Poco meno della metà, sui 100 milioni, sono giovani, figli o nipoti di
contadini migranti, che continuano a non avere la residenza. Ogni anno tra i 6
e gli 8 milioni di cinesi affluiscono in città come sottoproletariato urbano.
L’hukou
è un lascito di Mao, che lo istituì nel 1958 per legare i contadini alla
terra, la campagna intendendo solo come salvadanaio per il “Grane Balzo”
industriale nelle città. Con la liberalizzazione dell’economie e la produzione
crescente di massa per il mondo intero, a partire dagli anni 1980, della Cina fabbrica
del mondo, il sistema vincolistico non ha più avuto effetto dissuasivo, i contadini
sono emigrati lo stesso.
Il rigido
sistema maoista, ora sotto revisione, è stato eroso progressivamente, dapprima
a livello locale. Nel 1986 la provincia orientale di Anhui, a ovest di Shangai,
mise in vendita delle “carte verdi” per i migranti interni.
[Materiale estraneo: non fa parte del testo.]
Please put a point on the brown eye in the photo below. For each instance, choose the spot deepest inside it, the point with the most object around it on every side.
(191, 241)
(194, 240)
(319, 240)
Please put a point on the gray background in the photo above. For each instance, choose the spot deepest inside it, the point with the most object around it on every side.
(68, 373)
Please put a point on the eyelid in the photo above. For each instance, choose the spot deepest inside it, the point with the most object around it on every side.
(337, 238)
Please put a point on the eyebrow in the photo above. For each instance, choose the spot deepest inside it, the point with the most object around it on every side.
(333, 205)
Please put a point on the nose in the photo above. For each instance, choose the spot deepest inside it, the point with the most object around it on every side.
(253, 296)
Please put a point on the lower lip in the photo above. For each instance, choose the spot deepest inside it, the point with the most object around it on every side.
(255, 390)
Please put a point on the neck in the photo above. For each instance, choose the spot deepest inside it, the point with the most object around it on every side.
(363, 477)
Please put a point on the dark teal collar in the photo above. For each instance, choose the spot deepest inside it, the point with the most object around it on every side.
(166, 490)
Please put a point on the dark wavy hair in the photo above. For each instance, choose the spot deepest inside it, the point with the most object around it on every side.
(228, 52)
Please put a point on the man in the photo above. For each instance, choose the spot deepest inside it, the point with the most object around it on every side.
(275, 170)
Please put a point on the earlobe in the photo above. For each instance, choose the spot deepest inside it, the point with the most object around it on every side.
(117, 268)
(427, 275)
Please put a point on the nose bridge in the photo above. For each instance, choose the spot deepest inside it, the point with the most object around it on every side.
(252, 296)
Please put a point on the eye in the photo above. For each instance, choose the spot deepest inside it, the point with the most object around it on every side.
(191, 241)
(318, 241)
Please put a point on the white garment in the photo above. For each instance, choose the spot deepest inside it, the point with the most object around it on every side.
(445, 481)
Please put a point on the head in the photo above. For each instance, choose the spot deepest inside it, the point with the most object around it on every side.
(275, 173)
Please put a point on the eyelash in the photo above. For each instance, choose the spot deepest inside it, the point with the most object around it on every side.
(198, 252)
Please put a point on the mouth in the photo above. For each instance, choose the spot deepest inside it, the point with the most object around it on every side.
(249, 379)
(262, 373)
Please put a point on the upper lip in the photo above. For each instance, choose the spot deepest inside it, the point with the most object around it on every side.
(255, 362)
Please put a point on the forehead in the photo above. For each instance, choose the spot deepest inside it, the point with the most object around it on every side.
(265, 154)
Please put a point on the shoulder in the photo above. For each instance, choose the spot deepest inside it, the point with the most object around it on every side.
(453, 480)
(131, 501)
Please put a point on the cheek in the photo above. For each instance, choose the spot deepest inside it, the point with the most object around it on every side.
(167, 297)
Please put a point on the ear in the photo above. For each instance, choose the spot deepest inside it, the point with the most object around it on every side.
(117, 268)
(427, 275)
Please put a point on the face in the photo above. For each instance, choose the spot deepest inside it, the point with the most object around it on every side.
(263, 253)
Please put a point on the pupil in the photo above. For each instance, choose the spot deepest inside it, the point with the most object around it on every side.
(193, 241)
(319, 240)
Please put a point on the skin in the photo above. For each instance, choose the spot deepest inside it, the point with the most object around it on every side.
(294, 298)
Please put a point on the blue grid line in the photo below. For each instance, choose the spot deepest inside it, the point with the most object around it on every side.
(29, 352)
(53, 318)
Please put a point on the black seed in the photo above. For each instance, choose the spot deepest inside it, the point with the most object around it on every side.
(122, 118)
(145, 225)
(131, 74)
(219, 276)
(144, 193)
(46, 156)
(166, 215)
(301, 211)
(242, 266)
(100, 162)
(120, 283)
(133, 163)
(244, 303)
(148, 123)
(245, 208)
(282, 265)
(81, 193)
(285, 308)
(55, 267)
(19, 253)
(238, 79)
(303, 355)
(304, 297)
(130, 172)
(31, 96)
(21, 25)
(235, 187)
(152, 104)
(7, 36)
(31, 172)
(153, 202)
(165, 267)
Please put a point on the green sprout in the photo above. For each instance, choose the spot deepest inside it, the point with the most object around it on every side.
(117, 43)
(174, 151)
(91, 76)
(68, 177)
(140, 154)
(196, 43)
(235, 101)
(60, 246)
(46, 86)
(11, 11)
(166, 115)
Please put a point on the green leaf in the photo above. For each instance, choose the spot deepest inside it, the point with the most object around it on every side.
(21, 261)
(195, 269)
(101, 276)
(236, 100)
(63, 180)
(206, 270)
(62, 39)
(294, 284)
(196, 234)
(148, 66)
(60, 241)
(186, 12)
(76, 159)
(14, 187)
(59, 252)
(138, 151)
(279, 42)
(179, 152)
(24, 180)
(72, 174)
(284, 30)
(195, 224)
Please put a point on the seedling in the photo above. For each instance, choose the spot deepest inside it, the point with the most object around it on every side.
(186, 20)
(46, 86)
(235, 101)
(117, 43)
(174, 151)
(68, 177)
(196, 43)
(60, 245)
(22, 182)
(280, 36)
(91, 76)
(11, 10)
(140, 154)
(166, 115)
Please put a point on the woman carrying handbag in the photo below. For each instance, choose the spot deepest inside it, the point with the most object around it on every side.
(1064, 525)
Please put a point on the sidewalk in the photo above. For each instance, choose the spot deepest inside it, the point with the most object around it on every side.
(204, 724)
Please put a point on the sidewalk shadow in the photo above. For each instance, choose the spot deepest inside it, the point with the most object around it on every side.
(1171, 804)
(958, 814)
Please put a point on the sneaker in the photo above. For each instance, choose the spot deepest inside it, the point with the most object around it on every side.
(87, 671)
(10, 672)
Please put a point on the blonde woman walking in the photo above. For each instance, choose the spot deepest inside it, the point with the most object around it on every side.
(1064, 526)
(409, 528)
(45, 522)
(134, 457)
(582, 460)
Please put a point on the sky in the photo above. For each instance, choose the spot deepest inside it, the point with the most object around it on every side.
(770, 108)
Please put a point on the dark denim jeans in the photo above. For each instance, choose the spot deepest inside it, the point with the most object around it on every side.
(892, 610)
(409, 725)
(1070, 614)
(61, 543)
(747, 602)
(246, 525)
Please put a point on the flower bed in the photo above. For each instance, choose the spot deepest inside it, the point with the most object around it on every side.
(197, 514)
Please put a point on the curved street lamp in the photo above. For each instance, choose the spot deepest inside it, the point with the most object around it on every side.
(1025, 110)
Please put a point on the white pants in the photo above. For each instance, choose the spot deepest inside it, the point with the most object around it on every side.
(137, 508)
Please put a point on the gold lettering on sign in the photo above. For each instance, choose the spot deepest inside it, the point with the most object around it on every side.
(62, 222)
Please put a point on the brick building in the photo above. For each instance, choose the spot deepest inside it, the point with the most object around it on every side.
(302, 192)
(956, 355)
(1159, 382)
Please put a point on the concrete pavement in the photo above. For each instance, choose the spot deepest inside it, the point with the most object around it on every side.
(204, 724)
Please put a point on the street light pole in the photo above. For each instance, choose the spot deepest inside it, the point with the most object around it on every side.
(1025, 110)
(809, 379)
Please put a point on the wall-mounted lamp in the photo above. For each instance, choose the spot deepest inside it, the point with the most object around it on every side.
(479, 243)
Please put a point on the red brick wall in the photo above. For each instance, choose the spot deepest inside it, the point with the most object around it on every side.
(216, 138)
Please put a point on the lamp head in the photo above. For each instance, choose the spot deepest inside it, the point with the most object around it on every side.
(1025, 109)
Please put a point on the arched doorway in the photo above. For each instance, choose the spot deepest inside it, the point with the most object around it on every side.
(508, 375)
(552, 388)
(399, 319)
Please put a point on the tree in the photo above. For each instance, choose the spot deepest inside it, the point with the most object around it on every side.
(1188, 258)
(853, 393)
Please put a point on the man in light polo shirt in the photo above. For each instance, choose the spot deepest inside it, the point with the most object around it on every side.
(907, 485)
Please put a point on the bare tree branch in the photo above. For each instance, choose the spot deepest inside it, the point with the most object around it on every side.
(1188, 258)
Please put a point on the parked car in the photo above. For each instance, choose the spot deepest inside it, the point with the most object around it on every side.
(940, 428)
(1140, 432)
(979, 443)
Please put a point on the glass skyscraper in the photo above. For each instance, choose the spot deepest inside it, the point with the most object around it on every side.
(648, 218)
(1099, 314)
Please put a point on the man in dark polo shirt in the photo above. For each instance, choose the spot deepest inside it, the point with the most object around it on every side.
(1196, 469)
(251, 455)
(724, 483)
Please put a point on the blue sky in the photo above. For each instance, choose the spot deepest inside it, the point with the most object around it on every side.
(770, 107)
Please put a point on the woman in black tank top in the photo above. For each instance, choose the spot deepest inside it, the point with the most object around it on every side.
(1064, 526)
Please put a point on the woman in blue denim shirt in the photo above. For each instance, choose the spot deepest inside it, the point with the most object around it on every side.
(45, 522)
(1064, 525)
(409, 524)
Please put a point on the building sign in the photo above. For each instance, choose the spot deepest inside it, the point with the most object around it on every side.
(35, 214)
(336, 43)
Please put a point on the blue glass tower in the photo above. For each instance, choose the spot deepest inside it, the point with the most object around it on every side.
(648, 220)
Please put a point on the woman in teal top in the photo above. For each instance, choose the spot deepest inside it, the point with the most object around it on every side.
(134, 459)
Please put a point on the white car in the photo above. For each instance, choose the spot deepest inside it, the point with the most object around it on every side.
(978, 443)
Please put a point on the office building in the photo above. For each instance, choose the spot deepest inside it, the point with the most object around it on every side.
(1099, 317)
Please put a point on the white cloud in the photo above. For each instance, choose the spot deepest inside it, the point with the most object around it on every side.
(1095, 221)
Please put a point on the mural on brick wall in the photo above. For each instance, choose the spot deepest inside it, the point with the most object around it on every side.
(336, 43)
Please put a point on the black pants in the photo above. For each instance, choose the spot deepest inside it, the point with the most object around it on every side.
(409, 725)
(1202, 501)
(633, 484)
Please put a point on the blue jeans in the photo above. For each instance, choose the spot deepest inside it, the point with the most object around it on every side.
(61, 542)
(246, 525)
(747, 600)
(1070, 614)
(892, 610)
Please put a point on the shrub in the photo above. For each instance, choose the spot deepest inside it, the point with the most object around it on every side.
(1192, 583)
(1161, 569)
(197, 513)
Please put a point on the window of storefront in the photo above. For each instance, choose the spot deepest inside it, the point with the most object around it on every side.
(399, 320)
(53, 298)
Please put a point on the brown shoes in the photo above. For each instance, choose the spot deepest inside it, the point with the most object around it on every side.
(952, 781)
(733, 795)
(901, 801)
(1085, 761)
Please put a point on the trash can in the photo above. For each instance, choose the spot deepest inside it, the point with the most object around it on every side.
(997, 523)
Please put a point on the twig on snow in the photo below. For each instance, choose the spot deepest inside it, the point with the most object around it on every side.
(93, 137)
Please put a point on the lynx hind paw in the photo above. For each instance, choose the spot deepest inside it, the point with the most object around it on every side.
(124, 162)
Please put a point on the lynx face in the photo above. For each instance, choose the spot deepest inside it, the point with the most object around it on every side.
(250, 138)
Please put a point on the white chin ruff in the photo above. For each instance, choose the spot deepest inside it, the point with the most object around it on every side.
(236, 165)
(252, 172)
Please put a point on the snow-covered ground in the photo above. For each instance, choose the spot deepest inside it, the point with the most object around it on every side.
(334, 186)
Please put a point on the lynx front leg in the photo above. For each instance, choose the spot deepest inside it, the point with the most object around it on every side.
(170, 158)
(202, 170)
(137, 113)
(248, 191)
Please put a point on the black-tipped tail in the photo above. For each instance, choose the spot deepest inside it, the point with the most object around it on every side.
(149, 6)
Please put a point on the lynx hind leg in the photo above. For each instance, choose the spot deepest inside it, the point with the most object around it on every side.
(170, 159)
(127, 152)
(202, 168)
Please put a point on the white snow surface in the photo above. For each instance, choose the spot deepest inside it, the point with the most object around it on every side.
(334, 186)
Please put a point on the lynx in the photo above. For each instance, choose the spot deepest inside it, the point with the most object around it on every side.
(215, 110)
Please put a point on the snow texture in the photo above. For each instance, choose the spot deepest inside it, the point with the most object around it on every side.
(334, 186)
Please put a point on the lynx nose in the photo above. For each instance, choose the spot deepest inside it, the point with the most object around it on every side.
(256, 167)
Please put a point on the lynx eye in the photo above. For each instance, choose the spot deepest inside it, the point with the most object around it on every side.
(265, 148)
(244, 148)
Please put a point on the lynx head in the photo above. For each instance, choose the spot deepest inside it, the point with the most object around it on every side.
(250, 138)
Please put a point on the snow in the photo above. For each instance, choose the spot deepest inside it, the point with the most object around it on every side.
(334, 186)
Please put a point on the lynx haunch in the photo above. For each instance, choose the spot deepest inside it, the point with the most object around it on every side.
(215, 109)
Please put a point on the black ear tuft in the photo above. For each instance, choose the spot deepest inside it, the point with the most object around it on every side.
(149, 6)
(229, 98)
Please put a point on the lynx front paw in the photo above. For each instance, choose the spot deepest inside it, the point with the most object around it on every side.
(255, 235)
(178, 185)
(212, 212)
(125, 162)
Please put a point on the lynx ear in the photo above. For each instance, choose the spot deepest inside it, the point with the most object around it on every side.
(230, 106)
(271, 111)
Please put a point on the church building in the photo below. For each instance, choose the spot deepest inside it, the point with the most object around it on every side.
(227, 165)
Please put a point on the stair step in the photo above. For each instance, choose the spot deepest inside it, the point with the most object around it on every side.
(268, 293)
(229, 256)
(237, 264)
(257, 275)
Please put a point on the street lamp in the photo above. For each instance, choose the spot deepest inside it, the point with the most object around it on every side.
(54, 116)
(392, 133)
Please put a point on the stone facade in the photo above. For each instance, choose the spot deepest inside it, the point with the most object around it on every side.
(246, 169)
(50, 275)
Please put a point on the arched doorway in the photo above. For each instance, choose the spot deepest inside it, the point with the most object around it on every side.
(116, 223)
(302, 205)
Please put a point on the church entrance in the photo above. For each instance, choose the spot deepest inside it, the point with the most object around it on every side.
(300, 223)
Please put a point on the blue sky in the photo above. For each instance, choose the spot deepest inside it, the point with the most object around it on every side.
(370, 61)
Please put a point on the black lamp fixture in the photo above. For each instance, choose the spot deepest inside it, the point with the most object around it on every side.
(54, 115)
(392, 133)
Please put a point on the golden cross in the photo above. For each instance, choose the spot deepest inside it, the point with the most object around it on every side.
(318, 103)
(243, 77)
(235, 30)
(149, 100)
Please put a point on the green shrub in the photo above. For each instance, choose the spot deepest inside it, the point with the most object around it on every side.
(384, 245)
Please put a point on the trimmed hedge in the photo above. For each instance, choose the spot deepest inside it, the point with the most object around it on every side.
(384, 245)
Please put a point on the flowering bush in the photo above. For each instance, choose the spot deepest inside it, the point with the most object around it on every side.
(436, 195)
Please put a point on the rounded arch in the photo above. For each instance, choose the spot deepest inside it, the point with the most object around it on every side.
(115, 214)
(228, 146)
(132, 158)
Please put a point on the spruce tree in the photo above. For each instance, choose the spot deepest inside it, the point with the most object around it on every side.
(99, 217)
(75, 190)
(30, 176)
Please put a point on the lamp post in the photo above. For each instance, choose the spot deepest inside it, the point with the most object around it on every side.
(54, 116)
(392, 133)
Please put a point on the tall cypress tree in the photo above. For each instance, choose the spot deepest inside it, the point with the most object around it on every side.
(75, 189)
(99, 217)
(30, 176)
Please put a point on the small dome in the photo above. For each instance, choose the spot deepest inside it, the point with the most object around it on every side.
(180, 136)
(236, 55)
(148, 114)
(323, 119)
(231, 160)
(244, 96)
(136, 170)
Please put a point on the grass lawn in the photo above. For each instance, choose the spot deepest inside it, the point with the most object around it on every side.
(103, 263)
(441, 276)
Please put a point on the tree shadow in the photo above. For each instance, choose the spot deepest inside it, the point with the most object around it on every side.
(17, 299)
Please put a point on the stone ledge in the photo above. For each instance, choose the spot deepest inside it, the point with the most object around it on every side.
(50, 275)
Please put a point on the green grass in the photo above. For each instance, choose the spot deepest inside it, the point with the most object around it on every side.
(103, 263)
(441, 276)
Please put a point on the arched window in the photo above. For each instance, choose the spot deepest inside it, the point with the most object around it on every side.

Nel 1993 Shangai
regolarizzò i migranti in grado di comprare casa, con il cosiddetto “timbro blu”.
Su scala nazionale se ne cominciò a discutere a fine Novecento. Ma solo da
pochi anni si è cominciato a regolarizzare i migranti. Dapprima, 2014, nelle
città piccole. Dal 2018 nelle città medie. Dal 2019 nelle città fra uno e tre
milioni di abitanti – le città maggiori allentavano le restrizioni.
Si
calcola che tra il 2014 e il 2020 i migranti senza residenza sono diminuiti da
242 a 210 milioni. L’afflusso resta costante, malgrado la pandemia, di nuovi
migranti in città, tra i sei e gli otto milioni l’anno.